I feel terrible that she could have infected someone vulnerable, but I genuinely had no idea she was ill. It wasn't until she developed an awful cough that I realised she was ill at all, until then she seemed to have either a mild cold or hayfever. She's 15, I can't keep her at home for that.

deleted203 Sat 29-Sep-12 00:36:35

I don't know if you can still do this in UK ZigZagWanderer but I too felt really wary about MMR, particularly links to autism. I've taught a LOT of kids with autism over the years, mostly boys. So when it came to my (now) 7 yo DS I was very unhappy. Also, to me MMR are all pretty mild, ordinary childhood diseases. Yes, there are (rare) occasional complications but I'm in my 40s and as a kid most of us had measles or mumps at one time, without any problems. Weighed up against the possibility of my child becoming autistic there was no competition. (I know 3 people who are ABSOLUTELY convinced this is what happened to their son and severely regret MMR jab). Anyway - I spoke to GP who said that it was possible to have single injections privately. He told me to have single measles, single rubella and also that mumps injection only lasted 10 years and the only danger to boys was if they got mumps in puberty could occasional make them sterile. His advice was to have single mumps injection at age 9. So that's what I did.
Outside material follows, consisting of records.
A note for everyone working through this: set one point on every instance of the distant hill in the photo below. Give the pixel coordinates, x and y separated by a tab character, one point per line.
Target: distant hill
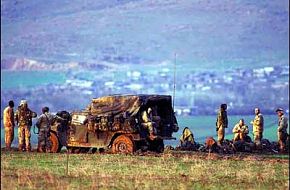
205	34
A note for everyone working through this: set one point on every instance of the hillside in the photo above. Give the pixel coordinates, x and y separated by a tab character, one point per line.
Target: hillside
204	34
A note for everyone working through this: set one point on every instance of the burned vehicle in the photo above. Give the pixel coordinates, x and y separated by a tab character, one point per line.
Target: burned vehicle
116	123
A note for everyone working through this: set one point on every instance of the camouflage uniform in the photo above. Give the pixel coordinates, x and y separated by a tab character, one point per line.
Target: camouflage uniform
221	124
8	121
44	125
187	139
258	127
240	132
282	132
23	118
147	123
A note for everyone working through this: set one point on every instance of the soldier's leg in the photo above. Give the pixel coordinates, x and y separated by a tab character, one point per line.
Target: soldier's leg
257	140
7	137
21	136
236	137
221	135
41	140
27	138
281	141
242	136
47	141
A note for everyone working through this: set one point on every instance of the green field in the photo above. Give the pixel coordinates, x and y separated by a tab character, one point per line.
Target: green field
171	170
201	126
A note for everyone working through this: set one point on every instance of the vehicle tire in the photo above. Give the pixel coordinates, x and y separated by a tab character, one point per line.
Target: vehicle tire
84	150
55	144
157	145
123	144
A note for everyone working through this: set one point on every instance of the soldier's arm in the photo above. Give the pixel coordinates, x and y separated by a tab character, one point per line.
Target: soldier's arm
235	129
246	131
258	121
38	122
282	124
17	117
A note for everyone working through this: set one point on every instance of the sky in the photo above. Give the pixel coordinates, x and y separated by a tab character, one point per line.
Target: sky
203	34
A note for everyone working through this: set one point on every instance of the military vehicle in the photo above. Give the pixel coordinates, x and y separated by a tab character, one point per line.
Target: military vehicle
115	123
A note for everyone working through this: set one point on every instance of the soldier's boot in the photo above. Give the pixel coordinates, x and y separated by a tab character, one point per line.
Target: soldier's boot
20	147
28	149
152	136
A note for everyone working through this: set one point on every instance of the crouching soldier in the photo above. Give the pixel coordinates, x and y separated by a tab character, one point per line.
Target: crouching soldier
187	140
258	128
282	129
23	117
221	123
240	131
44	125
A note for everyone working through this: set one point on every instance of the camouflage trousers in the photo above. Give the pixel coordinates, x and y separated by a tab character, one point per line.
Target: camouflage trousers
239	136
150	126
282	137
44	143
257	139
221	135
9	135
24	137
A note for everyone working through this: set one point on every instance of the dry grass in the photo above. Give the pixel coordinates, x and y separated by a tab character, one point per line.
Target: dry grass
165	171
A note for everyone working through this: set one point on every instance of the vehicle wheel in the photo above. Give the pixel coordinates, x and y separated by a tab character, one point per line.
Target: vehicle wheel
84	150
123	144
157	145
55	144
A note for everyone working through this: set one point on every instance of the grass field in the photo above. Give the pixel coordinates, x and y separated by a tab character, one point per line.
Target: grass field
171	170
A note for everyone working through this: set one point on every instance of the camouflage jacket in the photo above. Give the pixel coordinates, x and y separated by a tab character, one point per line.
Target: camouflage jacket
222	119
8	116
241	129
282	124
24	116
258	123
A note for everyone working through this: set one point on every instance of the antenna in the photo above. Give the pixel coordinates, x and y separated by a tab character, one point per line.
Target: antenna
174	80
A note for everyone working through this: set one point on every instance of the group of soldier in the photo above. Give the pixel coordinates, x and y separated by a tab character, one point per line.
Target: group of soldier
23	119
240	132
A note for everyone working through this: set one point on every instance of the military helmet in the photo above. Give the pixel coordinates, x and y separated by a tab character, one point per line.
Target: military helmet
23	102
279	109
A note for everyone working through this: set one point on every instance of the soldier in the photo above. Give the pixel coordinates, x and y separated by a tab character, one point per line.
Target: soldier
8	121
221	123
258	127
44	125
240	131
23	119
187	139
282	129
146	116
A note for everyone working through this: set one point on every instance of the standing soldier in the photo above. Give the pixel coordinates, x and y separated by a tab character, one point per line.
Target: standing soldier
44	125
147	123
8	121
282	129
240	131
23	118
258	127
221	123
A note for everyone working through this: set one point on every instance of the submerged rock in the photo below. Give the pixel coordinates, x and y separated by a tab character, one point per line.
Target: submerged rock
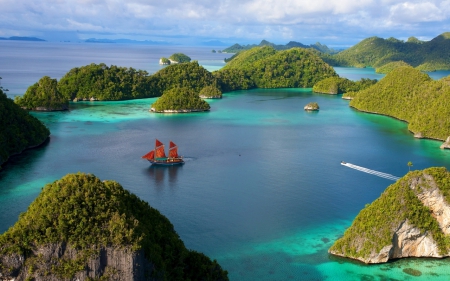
410	219
446	144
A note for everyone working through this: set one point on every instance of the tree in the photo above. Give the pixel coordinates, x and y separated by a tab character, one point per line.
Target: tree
409	165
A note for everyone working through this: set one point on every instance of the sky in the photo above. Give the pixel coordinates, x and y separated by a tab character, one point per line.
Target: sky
333	22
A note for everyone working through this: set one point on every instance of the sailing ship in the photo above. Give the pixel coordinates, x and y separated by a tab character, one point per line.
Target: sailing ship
158	155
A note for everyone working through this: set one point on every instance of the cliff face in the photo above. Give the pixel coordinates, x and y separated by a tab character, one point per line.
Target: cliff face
50	262
414	226
82	228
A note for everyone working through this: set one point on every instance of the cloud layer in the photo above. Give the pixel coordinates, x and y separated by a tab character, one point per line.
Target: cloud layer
227	20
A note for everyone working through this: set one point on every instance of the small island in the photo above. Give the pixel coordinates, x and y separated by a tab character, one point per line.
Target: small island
179	100
43	96
83	228
312	106
18	129
410	219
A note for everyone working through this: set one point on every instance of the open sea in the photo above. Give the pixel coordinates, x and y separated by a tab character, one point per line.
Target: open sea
262	191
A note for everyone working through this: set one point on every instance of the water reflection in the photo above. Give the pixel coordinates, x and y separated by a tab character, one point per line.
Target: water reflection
163	175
SarahStratton Sat 29-Sep-12 00:42:25

Also, to me MMR are all pretty mild

Rubella - seriously, mild? Not to a pregnant woman.
Mumps - sterility, deafness, etc. I am partially deaf in one ear from mumps I caught a few years ago.
Measles - not a mild disease. Not at all. Not even close.

FreudiansGoldSlipper Sat 29-Sep-12 00:42:47

I wish my gp was as supportive about giving separate jabs and that they took it seriously that my son struggled with combination jabs. IF i have another child I would opt for single jabs

bethjoanne Sat 29-Sep-12 00:45:03

Thank you everyone for all your replies..
hi sossiges, i just wondered just out of interest all the different reasons.
sorry if i made you yawn! x

SarahStratton Sat 29-Sep-12 00:45:27

Mmm, I'd do single jabs now too, I didn't have that option when mine were vaccinated. I'd still choose the combination jabs over no jabs though, if I had no choice.

ZigZagWanderer Sat 29-Sep-12 00:46:34

I don't remember the names of the posters but she was called a fucking idiot which was harsh!
Being blunt and abusive are different things. smile

I think many people arguing against this just regurgitate what they have heard in the media or what nurses and Drs say without looking into it properly themselves.

What I've read about the MMR jab doesn't reassure me personally.
Just because the majority do something doesn't always make it the right thing.

I did vaccinate dd but I do think it is the parents right to choose

Sossiges Sat 29-Sep-12 00:49:25

I think there were plenty of reasons given on the other thread (and indeed on the many squillions of similar threads on MN).
Reading the same thing over and over again does tend to make yawn. I guess I just have a low boredom threshold smile.

ZigZagWanderer Sat 29-Sep-12 00:50:23

Sowornout so you didn't vaccinate at 1 and then 5?